Für die Strafhöhe war auch die wirtschaftliche Situation des Disziplinarbeschuldigten, insbesondere sein hoher Schuldenstand maßgeblich. Insoweit sich noch weitere Unterhaltspflichten ergeben sollten, werden diese im Rahmen einer allenfalls zu gewährenden Ratenzahlung zu berücksichtigen sein. Es steht dem Beamten frei, einen entsprechenden Antrag einzubringen.
Der erkennende Senat ist sich durchaus bewusst, dass er mit diesem Erkenntnis - vor allem eben wegen der hohen Funktion des Disziplinarbeschuldigten - am untersten Ende einer adäquaten, dem doch beträchtlichen Unrechtsgehalt der Tat entsprechenden Sanktion liegt, die auch gerade noch generalpräventiven Erwägungen gerecht wird. Mit der nunmehrigen Strafe wird aber dennoch ein deutliches Zeichen gesetzt, welches Verhalten von hohen Repräsentanten der Sicherheitsbehörden erwarten wird und was nicht mehr toleriert werden kann. Es wird am Disziplinarbeschuldigten liegen zu zeigen, dass er daraus gelernt hat und sich in Zukunft wieder ordentlich verhalten wird. Es muss ihm aber bewusst sein, dass bei weiteren Dienstpflichtverletzungen mit weitaus höheren Strafen - bis hin zur Entlassung - gegen ihn vorgegangen werden wird."
Dagegen erhoben der Revisionswerber und der Disziplinaranwalt Berufungen. Diese wurden von dem für die Entscheidung darüber gemäß Art. 151 Abs. 51 Z. 8 B-VG zuständigen Bundesverwaltungsgericht ohne Durchführung einer öffentlichen mündlichen Verhandlung abgewiesen.

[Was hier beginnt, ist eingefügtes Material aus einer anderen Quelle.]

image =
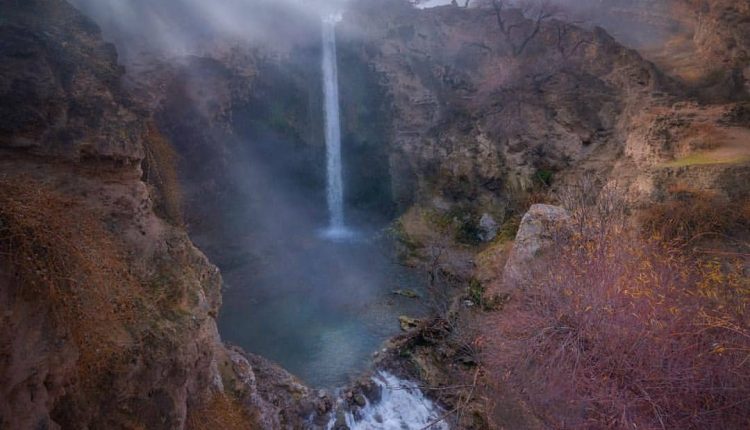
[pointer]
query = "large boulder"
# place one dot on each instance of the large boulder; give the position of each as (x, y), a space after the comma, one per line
(542, 227)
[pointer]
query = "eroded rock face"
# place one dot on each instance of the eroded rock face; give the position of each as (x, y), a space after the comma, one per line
(68, 128)
(58, 83)
(477, 114)
(542, 228)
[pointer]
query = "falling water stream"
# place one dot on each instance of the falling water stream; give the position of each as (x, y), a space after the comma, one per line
(335, 182)
(319, 304)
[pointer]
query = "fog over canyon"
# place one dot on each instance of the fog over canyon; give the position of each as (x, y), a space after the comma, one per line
(374, 214)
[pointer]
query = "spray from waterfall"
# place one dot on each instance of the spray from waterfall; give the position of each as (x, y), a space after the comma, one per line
(335, 183)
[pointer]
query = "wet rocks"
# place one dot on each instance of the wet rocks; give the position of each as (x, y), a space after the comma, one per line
(408, 323)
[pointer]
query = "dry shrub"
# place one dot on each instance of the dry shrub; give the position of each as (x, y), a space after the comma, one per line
(61, 255)
(688, 215)
(618, 331)
(160, 172)
(221, 412)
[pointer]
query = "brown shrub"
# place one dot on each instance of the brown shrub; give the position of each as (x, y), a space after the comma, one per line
(160, 172)
(221, 412)
(618, 331)
(61, 254)
(689, 215)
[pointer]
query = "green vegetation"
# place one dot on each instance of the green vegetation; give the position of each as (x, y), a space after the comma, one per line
(705, 159)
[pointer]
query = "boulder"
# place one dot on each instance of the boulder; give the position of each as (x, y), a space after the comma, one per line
(541, 227)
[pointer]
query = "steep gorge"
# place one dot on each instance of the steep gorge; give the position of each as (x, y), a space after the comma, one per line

Das Bundesverwaltungsgericht stellte fest, dass sich die dem Revisionswerber angelasteten Dienstpflichtverletzungen aus dem Spruch des Disziplinarerkenntnisses der Disziplinarkommission ergäben und diese Feststellungen unmittelbar auf Grund der Aktenlage getroffen werden könnten, weil die den Dienstpflichtverletzungen zugrunde liegenden Sachverhalte vom Revisionswerber in seiner Beschwerde (gemeint: Berufung) auch nicht bestritten würden. Das Bundesverwaltungsgericht stellte weiters fest, dass die Geschäftseinteilungen der Disziplinarkommission beim Bundesministerium für Inneres für die Jahre 2012 und 2013 unbedenklich seien und dass die Geschäftseinteilung der Disziplinarkommission beim Bundesministerium für Inneres für das Jahr 2012 an den Amtstafeln des Bundesministeriums für Inneres sowie am Sitz des erkennenden Senates 3 in Villach im Dezember 2011 kundgemacht worden sei. Dies ergäbe sich aus den unbedenklichen Feststellungen des bekämpften Bescheides und werde vom Revisionswerber nicht bestritten. Gemäß § 135a Abs. 3 BDG 1979 habe die Entscheidung des Bundesverwaltungsgerichtes durch einen Senat zu erfolgen, wenn der Disziplinaranwalt gegen ein Erkenntnis Beschwerde erhoben habe. Gegenständlich liege somit Senatszuständigkeit vor.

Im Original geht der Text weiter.